The ever increasing need for higher speed, high capacity magnetic memories with non-destructive readout has led to an intensive research effort in the direction of utilizing magnetic thin films of various types and, eventually, to the development of the plated wire memory element. Basically, the plated wire memory element consists of a non-magnetic wire substrate which is overlaid with a coating of magnetic material. In the process of forming the coating of magnetic material, a high magnetic anistropy is established which favors a selected orientation in a particular direction. Information is then stored according to the sense of the magnetization of the plated wire. This forms the basis for binary information storge wherein the information is stored in one of the two possible magnetization directions which are commonly referred to as the "one" and "zero" directions. Reading out of the stored information is accomplished by the use of a word strap which runs orthogonal to, and envelops the plated wire. Current in the word strap produces a magnetic field along the axis of the plated wire which, in turn, causes the magnetization vector to be displaced by some angle from its one or zero orientation, thereby causing a component of the magnetization to decrease.

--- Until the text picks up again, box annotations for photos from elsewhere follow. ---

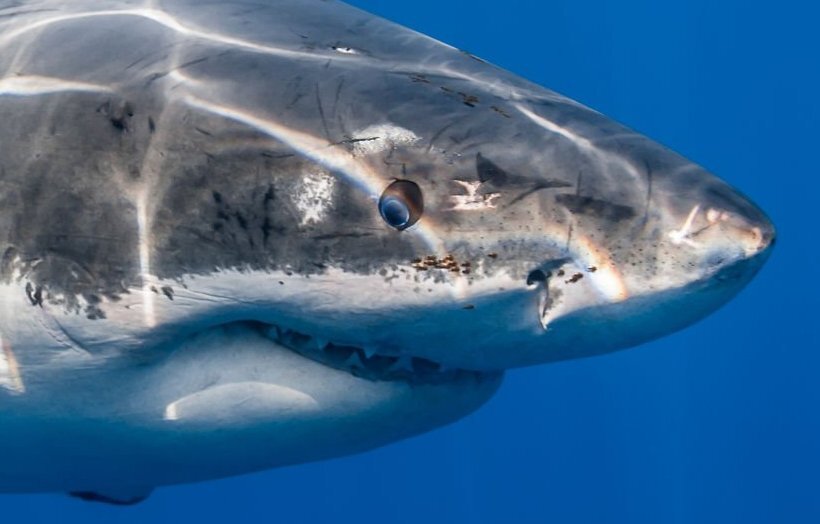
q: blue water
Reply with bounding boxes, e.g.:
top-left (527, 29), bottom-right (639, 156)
top-left (0, 0), bottom-right (820, 524)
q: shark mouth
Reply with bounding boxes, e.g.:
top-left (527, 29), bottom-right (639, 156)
top-left (253, 322), bottom-right (495, 384)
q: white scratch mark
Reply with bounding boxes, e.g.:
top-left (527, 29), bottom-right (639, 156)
top-left (450, 180), bottom-right (501, 211)
top-left (137, 193), bottom-right (157, 328)
top-left (352, 124), bottom-right (419, 156)
top-left (0, 76), bottom-right (111, 96)
top-left (0, 337), bottom-right (26, 395)
top-left (669, 204), bottom-right (700, 246)
top-left (294, 173), bottom-right (336, 226)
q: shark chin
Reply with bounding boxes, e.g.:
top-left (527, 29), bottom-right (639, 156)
top-left (0, 322), bottom-right (502, 498)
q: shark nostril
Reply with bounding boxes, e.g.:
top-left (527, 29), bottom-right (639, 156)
top-left (527, 269), bottom-right (547, 286)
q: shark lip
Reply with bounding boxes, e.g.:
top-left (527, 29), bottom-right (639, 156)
top-left (237, 321), bottom-right (490, 385)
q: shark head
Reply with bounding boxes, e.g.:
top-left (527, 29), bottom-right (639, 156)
top-left (0, 0), bottom-right (774, 493)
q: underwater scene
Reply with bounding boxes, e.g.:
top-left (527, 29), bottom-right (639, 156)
top-left (0, 0), bottom-right (820, 524)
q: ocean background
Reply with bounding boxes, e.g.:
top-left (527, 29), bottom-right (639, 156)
top-left (0, 0), bottom-right (820, 524)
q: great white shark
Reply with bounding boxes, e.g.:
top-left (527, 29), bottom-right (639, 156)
top-left (0, 0), bottom-right (774, 503)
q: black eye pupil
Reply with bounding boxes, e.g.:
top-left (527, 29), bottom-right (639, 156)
top-left (379, 197), bottom-right (410, 228)
top-left (379, 180), bottom-right (424, 231)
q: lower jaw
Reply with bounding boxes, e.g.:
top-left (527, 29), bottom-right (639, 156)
top-left (232, 321), bottom-right (486, 384)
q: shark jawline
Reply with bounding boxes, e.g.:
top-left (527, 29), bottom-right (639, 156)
top-left (232, 320), bottom-right (498, 385)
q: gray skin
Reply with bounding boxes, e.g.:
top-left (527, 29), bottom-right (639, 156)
top-left (0, 0), bottom-right (774, 502)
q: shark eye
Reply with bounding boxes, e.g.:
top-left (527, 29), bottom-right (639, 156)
top-left (379, 180), bottom-right (424, 231)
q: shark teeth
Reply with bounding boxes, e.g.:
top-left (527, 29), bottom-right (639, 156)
top-left (262, 324), bottom-right (482, 384)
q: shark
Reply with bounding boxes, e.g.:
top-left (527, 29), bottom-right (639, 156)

This change causes a voltage to appear at the ends of the plated wire where it can be sensed. In order to achieve non-destructive readout, the amplitude of the word current is so controlled that the magnetization returns to its original position when the current is turned off.
Typical plated wire consists of a non-magnetic wire substrate which is commonly of berryllium-copper or a phosphor-bronze alloy, a non-magnetic intermediate layer, normally of copper, having a controlled roughness and overlaying the wire substrate and a final zero magnetostrictive magnetic layer of a nickel-iron alloy. Prior art plated wire memory elements of the general type are illustrated and described by Richards et al. in "Topography Control of Plated Wire Memory Elements," IEEE Transactions on Magnetics, volume MAG-4, No. 3 September 1968, and also by Mathias and Fedde in "Plated Wire Technology: A Critical Review", IEEE Transactions on Magnetics, volume MAG-5, No. 4, December 1969.
From the above description of plated wire memory operation it can be seen that this type of information storage is extremely vulnerable to high-electromagentic-radiation environments which might induce transient currents in the plated wires. Such induced currents would change the sense of magnetization of the plated wire thus destroying information that it holds. This type of high, radiation environment would for example, be caused by the use of a atomic weapons where there would be substantial emissions of gamma rays and X-rays.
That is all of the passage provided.